Her piece in the Huffington Post, part of a “tag” blog about diversity in literature by a series of writers, is headlined “Bullied: Diversity, Differentiation, Distinction.”
“In Santa Fe, New Mexico, I attended barrio schools and was bullied for my O’Briant surname. My classmates refused to believe my mom was Latina. Being a 50/50 was not easy. Diversity is a term I embrace, and not just ethnically. I hate being stereotyped and having my choices restricted, not only in my life, but in the lives I create for my characters.
“Most of my characters have been set apart from others in some way. A bullied child is an isolated child, and reading was my escape … . What I learned is that there is more that humans have in common with one another than what racially, ethnically or culturally separates us. The kids who bullied me acted out of ignorance that had been passed down for generations. I was lonely, but gained strength from my isolation; I learned to make my own path.”

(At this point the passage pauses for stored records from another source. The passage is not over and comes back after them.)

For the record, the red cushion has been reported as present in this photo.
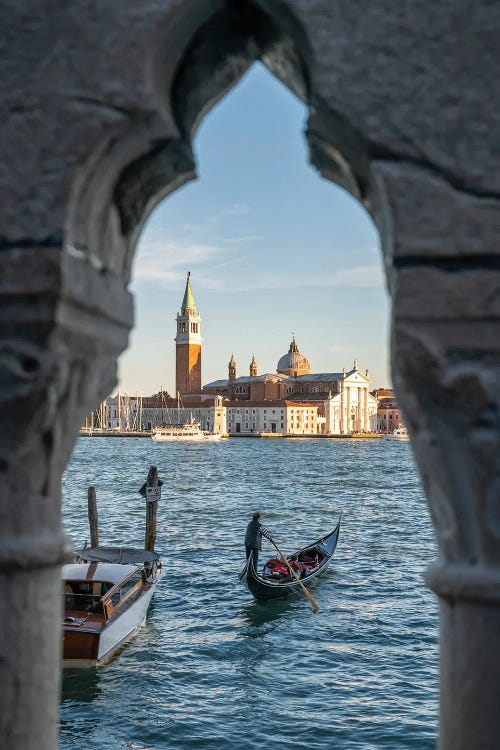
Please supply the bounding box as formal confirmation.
[265,559,289,576]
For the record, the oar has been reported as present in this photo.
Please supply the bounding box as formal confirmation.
[271,540,320,614]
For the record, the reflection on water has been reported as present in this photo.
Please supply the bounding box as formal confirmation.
[60,670,103,741]
[62,669,102,705]
[60,437,438,750]
[240,598,293,632]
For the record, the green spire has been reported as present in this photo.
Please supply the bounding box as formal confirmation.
[181,271,196,312]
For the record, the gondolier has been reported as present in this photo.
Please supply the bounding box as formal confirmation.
[245,512,274,570]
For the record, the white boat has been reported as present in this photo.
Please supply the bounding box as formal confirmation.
[151,391,222,442]
[62,547,161,667]
[386,425,410,442]
[151,420,222,442]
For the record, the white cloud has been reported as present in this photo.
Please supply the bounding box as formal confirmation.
[201,262,385,293]
[132,238,220,285]
[133,225,384,295]
[216,235,264,245]
[221,203,250,215]
[332,264,386,288]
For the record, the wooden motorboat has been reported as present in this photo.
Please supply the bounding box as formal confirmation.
[62,546,161,667]
[240,519,341,602]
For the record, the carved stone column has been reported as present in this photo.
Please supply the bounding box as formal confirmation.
[376,161,500,750]
[357,386,362,432]
[0,246,133,750]
[339,381,344,434]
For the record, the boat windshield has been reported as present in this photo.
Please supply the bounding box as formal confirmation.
[64,581,113,613]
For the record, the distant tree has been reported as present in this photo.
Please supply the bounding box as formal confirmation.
[149,387,172,403]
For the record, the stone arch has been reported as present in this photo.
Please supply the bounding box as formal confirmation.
[1,2,498,750]
[65,0,377,287]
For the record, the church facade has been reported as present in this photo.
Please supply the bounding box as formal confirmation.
[196,290,378,434]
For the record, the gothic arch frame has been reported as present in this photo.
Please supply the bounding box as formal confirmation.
[1,2,498,749]
[65,0,388,291]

O’Briant, born in 1949, then introduces her novel and continues:
“That’s the long way of saying that I began my historical research to answer the burning question that had so cruelly affected my youth: Why did the Latino kids in Santa Fe hate Anglos, especially Texans?
“Answering this question led to an examination of war, class, education, the role of women, religion and superstition during the Mexican-American War. Santa Fe, N.M., an area now known as an artistic and tourist mecca, was the first foreign capital conquered by the U.S. It had a profound impact on the people there.”

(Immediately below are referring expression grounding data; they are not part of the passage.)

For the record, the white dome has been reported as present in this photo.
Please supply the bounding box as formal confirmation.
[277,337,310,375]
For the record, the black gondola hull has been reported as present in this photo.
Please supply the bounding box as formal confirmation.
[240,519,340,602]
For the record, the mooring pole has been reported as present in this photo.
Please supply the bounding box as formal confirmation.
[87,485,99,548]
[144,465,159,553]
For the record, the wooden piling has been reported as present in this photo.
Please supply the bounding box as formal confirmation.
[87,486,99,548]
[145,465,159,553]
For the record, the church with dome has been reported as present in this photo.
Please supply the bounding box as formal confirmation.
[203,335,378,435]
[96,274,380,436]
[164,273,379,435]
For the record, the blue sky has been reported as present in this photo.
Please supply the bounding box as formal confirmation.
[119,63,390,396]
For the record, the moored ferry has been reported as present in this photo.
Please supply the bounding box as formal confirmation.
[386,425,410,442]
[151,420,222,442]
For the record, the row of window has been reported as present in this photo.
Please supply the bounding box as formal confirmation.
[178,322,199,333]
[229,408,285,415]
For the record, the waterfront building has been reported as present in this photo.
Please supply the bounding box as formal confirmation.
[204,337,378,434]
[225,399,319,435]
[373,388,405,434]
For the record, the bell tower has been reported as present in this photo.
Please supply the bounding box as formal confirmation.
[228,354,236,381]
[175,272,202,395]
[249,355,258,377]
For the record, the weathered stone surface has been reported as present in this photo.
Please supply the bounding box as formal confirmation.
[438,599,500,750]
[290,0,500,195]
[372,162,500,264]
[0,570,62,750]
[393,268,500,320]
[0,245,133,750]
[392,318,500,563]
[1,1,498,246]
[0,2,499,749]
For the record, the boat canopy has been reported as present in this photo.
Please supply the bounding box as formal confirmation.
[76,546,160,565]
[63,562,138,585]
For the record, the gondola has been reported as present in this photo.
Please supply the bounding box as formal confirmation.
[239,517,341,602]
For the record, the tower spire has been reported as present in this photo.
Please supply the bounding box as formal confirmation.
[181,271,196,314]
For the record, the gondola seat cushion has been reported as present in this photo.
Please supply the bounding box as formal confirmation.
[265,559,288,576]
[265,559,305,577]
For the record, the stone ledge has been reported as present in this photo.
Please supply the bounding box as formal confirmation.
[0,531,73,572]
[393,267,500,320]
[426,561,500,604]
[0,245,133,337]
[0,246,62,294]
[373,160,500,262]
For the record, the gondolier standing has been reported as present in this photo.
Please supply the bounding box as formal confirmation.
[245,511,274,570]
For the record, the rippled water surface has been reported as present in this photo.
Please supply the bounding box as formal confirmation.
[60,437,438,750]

In the book, one sister is a Mexican peasant and two others can trace their heritage back to Spain. One runs off with a Texan and experiences racism while living with his family. Another dresses like a man and works with horses. “All of these family attributes set them apart from the people (la gente) in their community and make them targets when the war wreaks havoc and loss,” O’Briant writes.

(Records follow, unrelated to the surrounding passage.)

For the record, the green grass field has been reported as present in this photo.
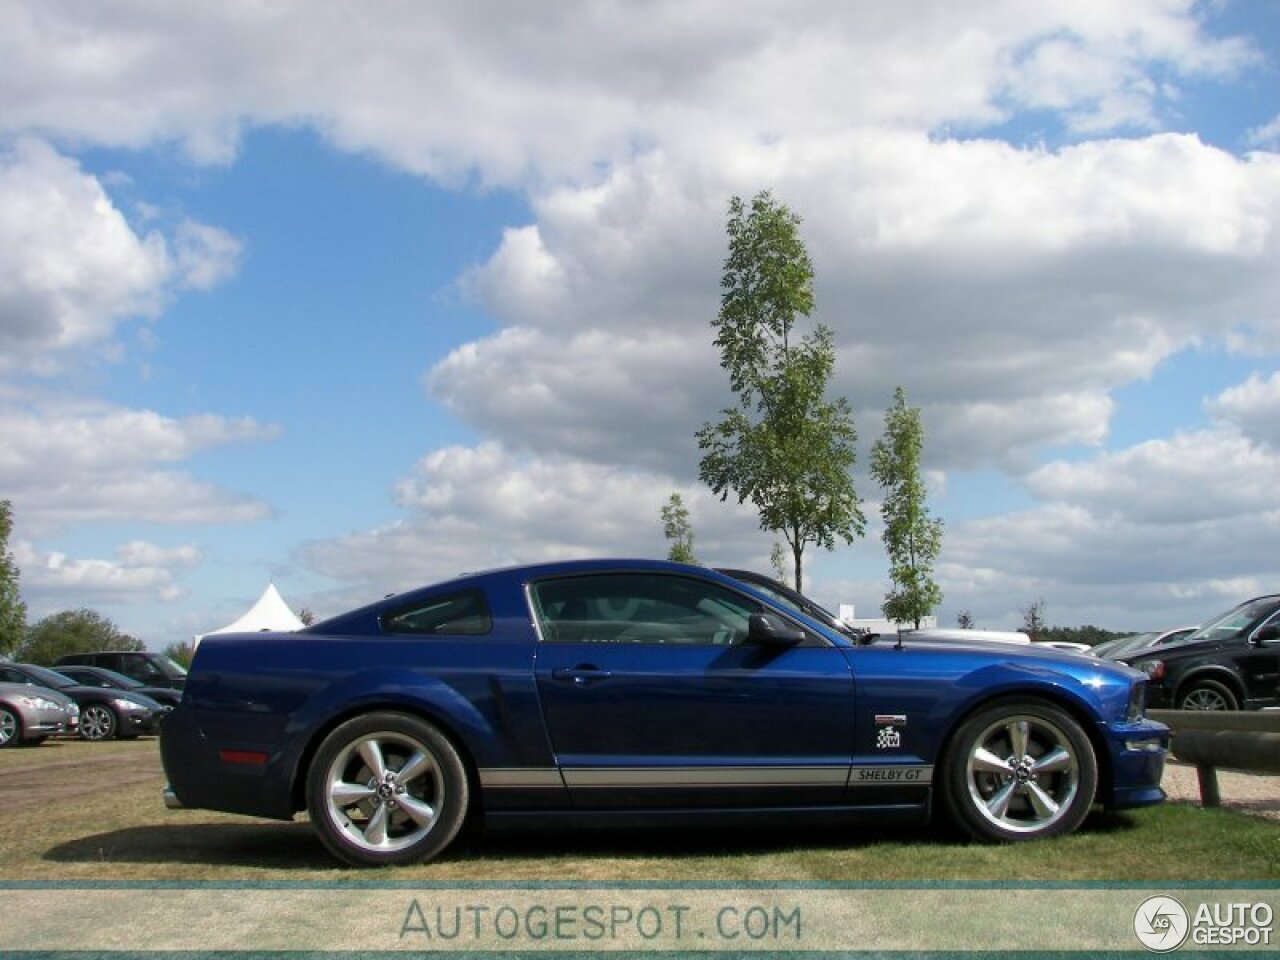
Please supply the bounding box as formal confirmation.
[2,737,1277,881]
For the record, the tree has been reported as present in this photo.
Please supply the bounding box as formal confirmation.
[298,607,317,627]
[871,387,944,628]
[769,542,790,586]
[163,640,194,669]
[18,609,143,665]
[0,500,26,658]
[660,493,698,564]
[957,610,975,629]
[1021,597,1047,642]
[696,191,864,592]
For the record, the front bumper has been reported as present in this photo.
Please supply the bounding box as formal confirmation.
[1102,718,1170,810]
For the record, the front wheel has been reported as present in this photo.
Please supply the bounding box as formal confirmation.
[1178,680,1237,711]
[0,706,20,748]
[79,704,118,741]
[942,699,1098,842]
[305,712,469,867]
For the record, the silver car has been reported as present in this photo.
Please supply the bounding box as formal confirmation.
[0,681,79,747]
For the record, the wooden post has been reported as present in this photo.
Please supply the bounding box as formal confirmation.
[1195,765,1221,807]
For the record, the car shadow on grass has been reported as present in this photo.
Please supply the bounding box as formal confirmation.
[43,820,334,870]
[41,809,1144,873]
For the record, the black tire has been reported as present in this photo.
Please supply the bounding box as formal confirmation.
[1177,679,1238,711]
[0,706,20,748]
[305,712,469,867]
[79,703,119,741]
[941,699,1098,842]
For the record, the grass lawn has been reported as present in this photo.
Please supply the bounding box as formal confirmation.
[2,737,1277,882]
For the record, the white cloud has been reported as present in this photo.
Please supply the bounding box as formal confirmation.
[1247,113,1280,149]
[302,442,768,599]
[0,2,1254,184]
[1208,371,1280,449]
[0,397,279,534]
[433,131,1280,474]
[15,539,202,609]
[0,138,242,370]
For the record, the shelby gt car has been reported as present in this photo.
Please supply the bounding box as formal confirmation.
[161,559,1168,866]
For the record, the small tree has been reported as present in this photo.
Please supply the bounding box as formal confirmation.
[1021,597,1047,642]
[769,542,790,586]
[957,610,975,629]
[0,500,26,657]
[697,191,864,592]
[871,387,943,629]
[19,609,143,665]
[297,607,317,627]
[162,640,195,669]
[660,493,698,564]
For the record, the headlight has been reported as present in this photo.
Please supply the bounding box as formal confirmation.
[67,702,80,715]
[110,697,143,711]
[17,696,58,711]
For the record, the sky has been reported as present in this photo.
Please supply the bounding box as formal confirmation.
[2,0,1279,647]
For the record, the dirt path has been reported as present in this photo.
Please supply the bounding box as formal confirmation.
[0,740,164,812]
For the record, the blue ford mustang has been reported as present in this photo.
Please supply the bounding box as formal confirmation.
[161,559,1168,866]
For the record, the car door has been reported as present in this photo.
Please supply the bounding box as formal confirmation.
[1239,611,1280,706]
[530,571,855,808]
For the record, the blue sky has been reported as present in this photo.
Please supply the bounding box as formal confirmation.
[2,1,1279,645]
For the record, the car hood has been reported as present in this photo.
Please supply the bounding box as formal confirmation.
[63,685,162,710]
[881,635,1146,679]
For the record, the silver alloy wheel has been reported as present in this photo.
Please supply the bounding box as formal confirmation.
[1179,686,1231,710]
[80,704,116,741]
[321,730,443,855]
[964,714,1080,835]
[0,708,16,746]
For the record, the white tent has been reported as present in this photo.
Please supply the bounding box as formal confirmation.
[195,582,304,647]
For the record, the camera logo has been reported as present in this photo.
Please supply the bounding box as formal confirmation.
[1134,895,1190,953]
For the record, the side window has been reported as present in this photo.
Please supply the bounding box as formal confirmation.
[532,573,760,645]
[382,590,492,636]
[128,656,163,681]
[99,654,123,673]
[0,668,27,684]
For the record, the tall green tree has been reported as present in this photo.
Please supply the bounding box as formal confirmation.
[0,500,26,657]
[696,191,863,592]
[871,387,943,628]
[660,493,698,564]
[18,609,143,665]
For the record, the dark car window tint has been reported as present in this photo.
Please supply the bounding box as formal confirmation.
[126,656,163,680]
[382,590,492,636]
[532,573,760,645]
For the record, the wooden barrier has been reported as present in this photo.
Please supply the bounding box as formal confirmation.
[1147,709,1280,807]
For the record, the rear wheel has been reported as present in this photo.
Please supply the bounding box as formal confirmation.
[1178,679,1237,710]
[942,699,1097,842]
[0,706,20,748]
[79,704,118,741]
[305,712,469,867]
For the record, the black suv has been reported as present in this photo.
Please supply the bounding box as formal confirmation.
[1123,595,1280,710]
[55,651,187,690]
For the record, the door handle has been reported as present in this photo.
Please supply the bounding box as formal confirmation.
[552,666,613,686]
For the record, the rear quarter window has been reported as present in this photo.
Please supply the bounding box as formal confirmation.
[381,590,492,636]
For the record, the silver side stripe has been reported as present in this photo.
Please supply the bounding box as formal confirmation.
[479,768,564,788]
[564,766,851,788]
[479,765,933,789]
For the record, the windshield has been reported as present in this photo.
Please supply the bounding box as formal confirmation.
[156,655,188,678]
[1184,597,1280,644]
[92,667,145,690]
[22,665,76,689]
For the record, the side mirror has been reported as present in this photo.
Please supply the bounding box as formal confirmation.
[1251,623,1280,646]
[747,612,806,646]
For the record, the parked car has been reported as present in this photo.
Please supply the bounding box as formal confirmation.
[55,664,183,709]
[1090,628,1196,661]
[1123,596,1280,710]
[55,650,187,690]
[161,559,1168,867]
[0,681,79,747]
[0,663,165,740]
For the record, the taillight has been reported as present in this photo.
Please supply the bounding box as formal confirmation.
[1136,660,1165,681]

In answering how her literary work is different, O’Briant adds:
“Short answer: There are no historical novels dealing with the Mexican-American War from a female perspective (of which I am aware). This is not a good thing. My agent got favorable responses from editors at several big publishing houses. They actually read the book and took the time to dictate letters saying they enjoyed it. The catch? Marketing. Historical fiction readers like French and English stories about royalty or the mistresses of royalty. Last on the list are American historical books. The Civil War and the American Revolution are first in line. There are exceptions, of course, but Mexicans? Puhleese … .”
Not just chile any more
U.S. News and World Report recently listed Santa Fe as one of “eight underrated beer cities” around the world:
“Often lumped together with Albuquerque’s craft beer scene, Santa Fe is actually home to New Mexico’s oldest microbrewery, the Santa Fe Brewing Company. Stop by the brewery for a tour or tasting and sample the award-winning Chicken Killer Barley Wine, which is best known for its intense flavors (this beer is brewed with twice as many ingredients as the company’s other varieties) and high alcohol content (10 percent). Meanwhile, the smaller – but no less impressive – Blue Corn Brewery offers a selection of six house beers and a rotating selection of four specialty beers.”
And they apparently didn’t even make it out to Duel Brewery or the Second Street pubs.